Talmudic Academies in The Land of Israel - Council of Jamnia

Council of Jamnia

The Roman destruction of Jerusalem put as abrupt an end to the disputes of the schools as it did to the contests between political parties. It was then that a disciple of Hillel, the venerable Johanan ben Zakkai, founded a new home for Jewish Law in Yavne (Jamnia), and thus evoked a new intellectual life from the ruins of a fallen political existence. The seat of the Patriarchate at Yavne, which at once constituted itself the successor of the Great Sanhedrin of Jerusalem by putting into practise the ordinances of that body as far as was necessary and practicable, attracted all those who had escaped the national catastrophe and who had become prominent by their character and their learning. Moreover, it reared a new generation of similarly gifted men, whose task it became to overcome the evil results of still another dire catastrophe—the unfortunate Bar Kokhba war with its melancholy ending. During the interval between these two disasters (56-117), or, more accurately, until the "War of Quietus" under Trajan, the school at Yavne was the recognized tribunal that gathered the traditions of the past and confirmed them; that ruled and regulated existing conditions; and that sowed the seeds for future development.

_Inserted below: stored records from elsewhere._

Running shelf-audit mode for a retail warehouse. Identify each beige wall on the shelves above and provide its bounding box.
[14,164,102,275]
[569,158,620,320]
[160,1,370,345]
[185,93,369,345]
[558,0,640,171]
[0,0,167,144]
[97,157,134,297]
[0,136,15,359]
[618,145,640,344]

Next to its founder, it owed its splendor and its undisputed supremacy especially to the energetic Gamaliel II, a great-grandson of Hillel. To him flocked the pupils of Johanan ben Zakkai and other masters and students of the Law and of Biblical interpretation. Though some of them taught and labored in other places — Eliezer ben Hyrcanus in Lydda; Joshua ben Hananiah in Peki'in; Ishmael ben Elisha in Kefar Aziz, Akiva in Bene Barak; Hananiah ben Teradyon in Siknin — Yavne remained the center; and in "the vineyard" of Yavne, as they called their place of meeting, they used to assemble for joint action.